Big Star was originally Chris Bell's band. He asked Alex to join up after Alex left the Box Tops and New York City in 1971. Chris and Alex were friends at first, but ended up having a lot of artistic disagreements about the band and its direction. Chris was also deeply troubled with his homosexuality and was developing a serious heroin addiction. Both of these factors contributed to his departure from the band in early 1973. One of the songs Chris wrote for #1 Record (the first Big Star album) was entitled "My Life Is Right," a pop missive on love and self-affirmation. It is the source of this song's title; a sort of vengeful parody.
Even though I have known many of the people that were involved with Big Star during the period they existed as a group, few of them were willing to talk about this song. Tommy Hoehn revealed to me that it was written as a "fuck you" to Chris after he and Alex had their final falling-out. At the time it was recorded, Chris was away in Europe with his brother David, getting treatment in rehab and trying to establish himself as a solo artist. I guess Alex was so pissed off and disgusted with the situation that he wrote this song. I'm not sure who "Ann" is (mentioned in the lyrics), or what the relationship represents. Some critics have theorized that "Ann" is just Chilton's lyrical abstraction of the subject; he is really speaking directly to Bell.
One thing that makes this song particularly sour is its use of the harmonica. While mouth harps are commonly used during bridges and choruses of many songs, it is featured here throughout the entire piece. Coupled with the jangly, "falling apart" orchestration of keyboards and guitars, it dominates the other instruments and creates an edgy feeling. It's perfect, really.

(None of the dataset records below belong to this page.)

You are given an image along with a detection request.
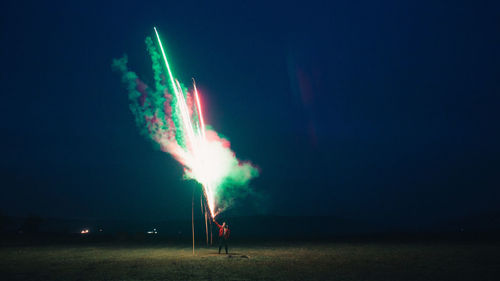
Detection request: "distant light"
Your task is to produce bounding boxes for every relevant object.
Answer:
[147,228,158,234]
[81,229,89,234]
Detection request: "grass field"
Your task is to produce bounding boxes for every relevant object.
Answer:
[1,241,499,280]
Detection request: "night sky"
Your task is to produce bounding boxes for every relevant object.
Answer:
[1,0,499,228]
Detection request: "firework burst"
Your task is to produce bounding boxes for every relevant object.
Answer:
[113,28,258,218]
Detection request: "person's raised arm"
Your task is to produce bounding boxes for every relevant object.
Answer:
[213,220,221,228]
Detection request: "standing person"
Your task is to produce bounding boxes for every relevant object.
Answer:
[214,220,230,254]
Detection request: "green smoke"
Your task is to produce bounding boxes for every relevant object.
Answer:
[113,32,260,216]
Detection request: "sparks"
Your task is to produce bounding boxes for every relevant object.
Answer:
[113,27,259,219]
[154,27,220,218]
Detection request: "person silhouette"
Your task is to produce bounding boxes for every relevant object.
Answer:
[214,220,230,254]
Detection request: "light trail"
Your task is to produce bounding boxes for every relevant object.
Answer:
[154,27,216,218]
[116,27,258,220]
[193,79,206,140]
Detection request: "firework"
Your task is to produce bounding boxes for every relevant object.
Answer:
[113,28,258,218]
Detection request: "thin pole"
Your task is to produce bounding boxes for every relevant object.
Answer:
[205,206,209,245]
[200,193,204,245]
[192,186,195,256]
[200,192,209,246]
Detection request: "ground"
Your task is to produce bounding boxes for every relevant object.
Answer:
[1,241,499,280]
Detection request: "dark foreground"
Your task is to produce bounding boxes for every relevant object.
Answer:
[1,241,499,281]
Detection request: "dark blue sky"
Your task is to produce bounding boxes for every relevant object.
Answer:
[1,0,499,227]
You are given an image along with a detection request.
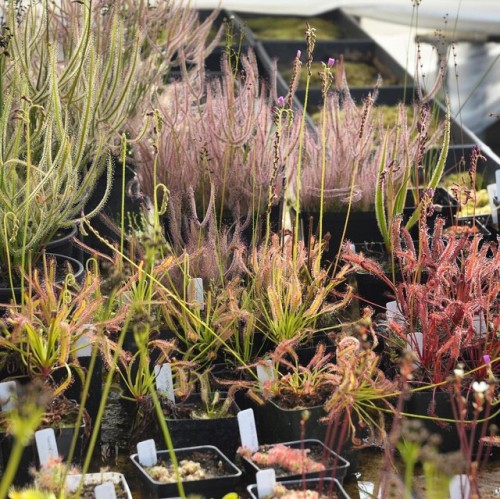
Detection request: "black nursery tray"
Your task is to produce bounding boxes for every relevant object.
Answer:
[130,445,242,498]
[228,9,371,44]
[240,439,350,484]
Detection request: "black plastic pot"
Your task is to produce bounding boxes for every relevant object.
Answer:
[0,253,85,308]
[403,389,494,456]
[240,439,350,484]
[249,398,327,445]
[245,397,361,478]
[0,420,87,487]
[44,224,82,263]
[301,210,382,265]
[247,477,350,499]
[161,393,241,460]
[130,445,242,498]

Having followed Alex's work over the decades since Big Star's demise, I know that he has mellowed a lot. It happens to most of us. But this song is an everlasting shadow of the internal forces which ultimately destroyed one of the most influential American Britpop bands of all time. Consider this: Alex composed a tune, wrote these words to accompany it, recorded it with his band, and released it as the second track on their second album. So much hate. So much anger. It is a masterpiece of miserable pity and disgust, and a sad testament to the self-destructive nature of genius.